If you got to this page via Google, please don’t call or email me. 😉

Because I’m pretty sure that it doesn’t work like the title of this blog post. But, hey, I’ve been wrong before. Once.

Let’s see if a Michigan restaurant had any luck with it.

In June 2018, the U.S. Equal Employment Opportunity Commission sued a restaurant in Michigan, claiming that it engaged in sex discrimination toward its female employees by subjecting them to sexual harassment and maintaining a hostile work environment.

A little over two years later, the EEOC amended its complaint, alleging that the defendant-restaurant closed in May. However, before closing, the EEOC claims that the restaurant announced on its Facebook page that it would be moving to a new location, continue serving the same menu items, be staffed by the same employees, and accept gift cards from the old restaurant. The EEOC further alleges that the restaurant then changed the name on its Facebook page. According to the EEOC, the old restaurant’s sole owner indeed opened the new restaurant as sole owner.

Based on the foregoing, the EEOC claimed that the new restaurant was liable for the old restaurant’s Title VII violations as its successor.

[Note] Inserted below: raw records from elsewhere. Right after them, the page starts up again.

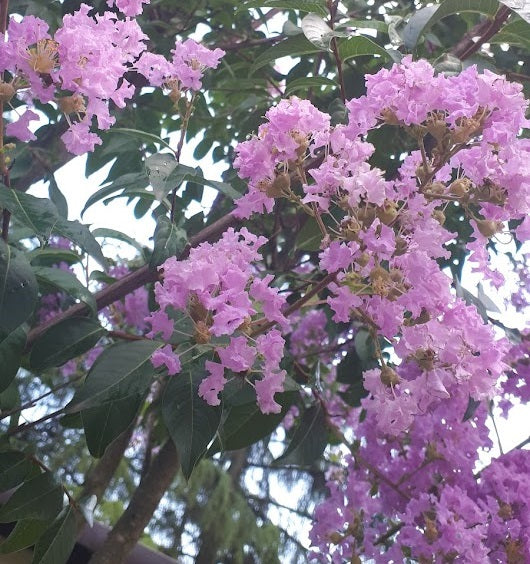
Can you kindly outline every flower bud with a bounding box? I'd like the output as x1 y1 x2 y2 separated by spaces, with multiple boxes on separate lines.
476 219 503 239
449 178 471 198
193 321 211 345
432 210 445 225
57 94 86 115
380 364 399 388
0 82 16 103
376 200 398 225
265 172 291 198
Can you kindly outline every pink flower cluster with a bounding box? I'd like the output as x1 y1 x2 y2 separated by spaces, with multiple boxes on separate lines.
0 5 224 155
147 228 288 413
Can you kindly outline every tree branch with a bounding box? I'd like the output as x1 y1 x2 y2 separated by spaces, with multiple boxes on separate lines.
26 210 239 349
451 6 510 61
86 439 179 564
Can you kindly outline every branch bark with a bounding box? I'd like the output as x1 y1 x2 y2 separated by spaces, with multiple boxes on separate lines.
26 210 239 349
451 6 511 61
90 439 179 564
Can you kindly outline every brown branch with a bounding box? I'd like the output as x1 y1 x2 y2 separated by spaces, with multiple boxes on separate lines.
451 6 511 61
86 439 179 564
26 214 239 349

The new restaurant disagreed and asked the court to dispose of the complaint.

In this recent opinion, the federal court sided with the EEOC, explaining that “successor liability” is a doctrine that effectuates the “broad equitable powers” that Congress gave to courts to “eradicate the present and future effects of past discrimination.” Plus, “[f]ailure to hold a successor employer liable for the discriminatory practices of its predecessor could emasculate the relief provisions of Title VII by leaving the discriminatee without a remedy or with an incomplete remedy.” This would remain true even if the successor doesn’t meet Title VII’s 15-employee threshold.

But, the clincher (at least it is in the Sixth Circuit) is the consideration of these nine factors:

  1. whether the successor company has notice of the charge;
  2. the ability of the predecessor to provide relief;
  3. whether the new employer uses the same plant;
  4. whether there has been substantial continuity of business operations;
  5. whether the new employer uses the same or substantially the same workforce;
  6. whether the new employer uses the same or substantially same supervisory personnel;
  7. whether the same jobs exist under substantially the same working conditions;
  8. whether [the defendant] uses the same machinery, equipment, and methods of production; and
  9. whether [the defendant] produces the same product.

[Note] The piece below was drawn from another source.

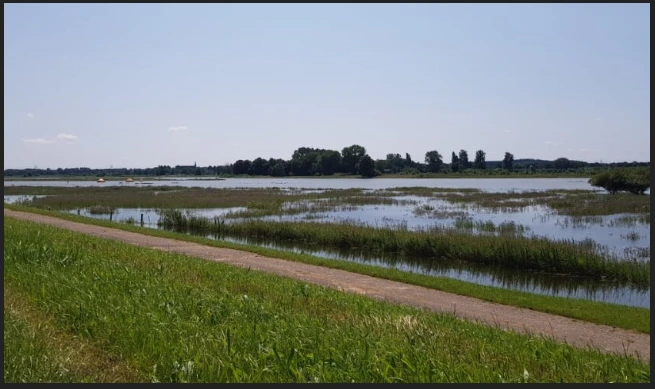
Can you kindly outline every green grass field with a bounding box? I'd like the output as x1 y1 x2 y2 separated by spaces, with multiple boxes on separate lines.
4 217 650 383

So, basically, your widget business may be able to avoid liability for a Title VII violation if it closes the store, fires everyone, sells the equipment, and relocates to Fiji as a traveling barbershop quartet with a tenor and two baritones who don’t know the first thing about selling widgets.

Otherwise, you’re going to be stuck defending those sexual harassment claims, just like the restaurant defendant in the case I wrote about today.